The radish is intensely sweet but with a powerful hit of horseradish spice. A few beds down, he slices off a lettuce and tastes it too. “A little old,” he says, but to a reporter it seems impeccable: the platonic ideal of lettuce, crisp and a little sweet, a welcome bite on any plate.
Vegetable ambassadors
Fourteen miles away, in the verdant neighborhoods of central Mexico City, these lettuces and radishes—along with other chinampa products like verdolagas, or Mexican parsley—fill about half the menu at Maximo Bistrot, a farm-to-table eatery that’s one of the hardest reservations in the city to get.
“I’d love to use more.
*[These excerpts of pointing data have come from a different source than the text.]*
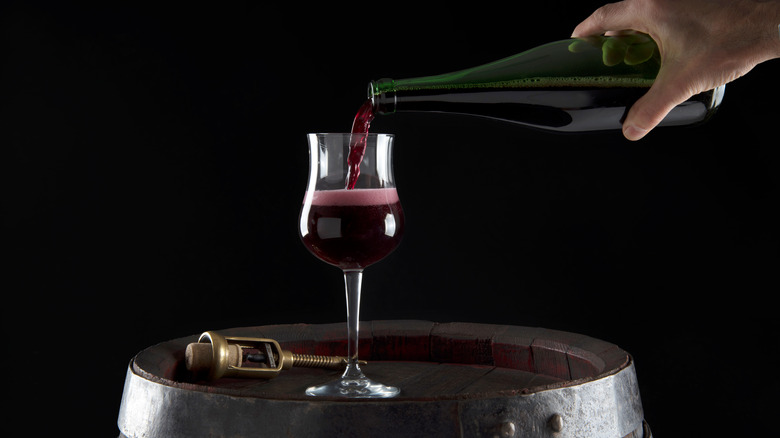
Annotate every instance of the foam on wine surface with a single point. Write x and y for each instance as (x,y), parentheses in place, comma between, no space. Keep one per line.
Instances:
(355,197)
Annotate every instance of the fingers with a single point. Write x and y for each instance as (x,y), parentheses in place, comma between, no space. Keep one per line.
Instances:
(651,109)
(610,17)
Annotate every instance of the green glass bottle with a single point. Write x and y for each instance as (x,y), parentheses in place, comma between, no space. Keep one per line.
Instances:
(574,85)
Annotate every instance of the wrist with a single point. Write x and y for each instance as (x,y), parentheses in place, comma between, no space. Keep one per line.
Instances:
(770,10)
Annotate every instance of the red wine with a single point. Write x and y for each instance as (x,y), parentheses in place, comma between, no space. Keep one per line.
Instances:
(352,229)
(357,144)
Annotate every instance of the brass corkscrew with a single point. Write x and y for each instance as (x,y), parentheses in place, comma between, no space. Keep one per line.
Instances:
(229,356)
If it were up to me, it would be 80 percent, 90 percent,” says Eduardo “Lalo” Garcia, the chef and owner. But while diners at the French-inflected restaurant have embraced mostly produce-filled plates, they still want meats, fruits, and other ingredients the chinampas mostly can’t provide.
“This is a social question, about culture, about what we value,” Garcia says.
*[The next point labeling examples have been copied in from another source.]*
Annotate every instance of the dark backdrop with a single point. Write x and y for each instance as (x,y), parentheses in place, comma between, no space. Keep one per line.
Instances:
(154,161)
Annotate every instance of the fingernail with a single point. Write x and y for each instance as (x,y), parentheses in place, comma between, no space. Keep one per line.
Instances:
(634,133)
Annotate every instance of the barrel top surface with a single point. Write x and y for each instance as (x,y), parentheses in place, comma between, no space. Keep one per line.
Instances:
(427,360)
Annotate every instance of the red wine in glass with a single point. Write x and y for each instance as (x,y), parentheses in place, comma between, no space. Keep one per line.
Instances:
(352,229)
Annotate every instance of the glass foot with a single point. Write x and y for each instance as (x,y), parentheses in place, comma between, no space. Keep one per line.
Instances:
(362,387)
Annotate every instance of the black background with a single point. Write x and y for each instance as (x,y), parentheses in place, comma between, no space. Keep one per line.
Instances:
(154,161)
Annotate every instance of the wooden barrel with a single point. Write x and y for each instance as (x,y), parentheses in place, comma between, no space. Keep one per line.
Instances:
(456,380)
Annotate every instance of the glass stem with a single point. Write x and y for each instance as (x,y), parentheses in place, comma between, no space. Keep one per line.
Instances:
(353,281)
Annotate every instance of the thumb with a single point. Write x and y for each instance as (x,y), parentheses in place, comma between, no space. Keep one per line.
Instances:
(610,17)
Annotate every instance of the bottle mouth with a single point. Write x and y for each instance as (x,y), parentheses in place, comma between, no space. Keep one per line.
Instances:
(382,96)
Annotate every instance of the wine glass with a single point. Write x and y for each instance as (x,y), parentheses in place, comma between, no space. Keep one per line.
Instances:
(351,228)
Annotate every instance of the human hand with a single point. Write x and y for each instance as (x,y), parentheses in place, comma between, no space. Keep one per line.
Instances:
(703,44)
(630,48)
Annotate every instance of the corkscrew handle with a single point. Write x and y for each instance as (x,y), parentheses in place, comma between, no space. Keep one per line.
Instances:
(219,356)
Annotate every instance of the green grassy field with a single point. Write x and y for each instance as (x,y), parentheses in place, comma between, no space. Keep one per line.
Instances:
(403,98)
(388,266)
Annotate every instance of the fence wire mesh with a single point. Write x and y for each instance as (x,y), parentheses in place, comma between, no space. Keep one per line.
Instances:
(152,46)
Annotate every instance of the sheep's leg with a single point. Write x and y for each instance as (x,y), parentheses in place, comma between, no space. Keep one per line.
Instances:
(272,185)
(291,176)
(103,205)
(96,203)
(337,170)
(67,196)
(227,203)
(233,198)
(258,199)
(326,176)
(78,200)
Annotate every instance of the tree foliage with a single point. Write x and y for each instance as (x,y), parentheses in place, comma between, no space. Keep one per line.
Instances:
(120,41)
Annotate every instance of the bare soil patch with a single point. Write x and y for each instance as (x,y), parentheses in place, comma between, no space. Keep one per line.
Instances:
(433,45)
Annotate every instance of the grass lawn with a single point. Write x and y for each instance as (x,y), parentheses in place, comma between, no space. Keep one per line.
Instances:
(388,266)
The chinampas will never again provide the entire city with food, as they once did. Zambrano and other scientists have estimated that, under perfect circumstances, they could account for about 20 percent of the city’s produce consumption. But their value isn’t just food security, says Arca Tierra’s Usobiaga. It’s many things: the culture that Don Victor’s grandchild will learn from him, the local economy that allows Xochimilqueños to stay in their community, the recovering axolotl populations, the migratory birds. And of course, the delight people take in fresh local food.
In the walk-in fridge at Maximo, stacks of clear bins protect crisp, washed lettuce leaves and tiny, twisty carrots shorter than fingers, all sourced from the chinampas in the Arca Tierra network. Later, diners will bite into the intensely flavored vegetables. Knowingly or not, they’ll commune with 1,000 years of history, still alive for now.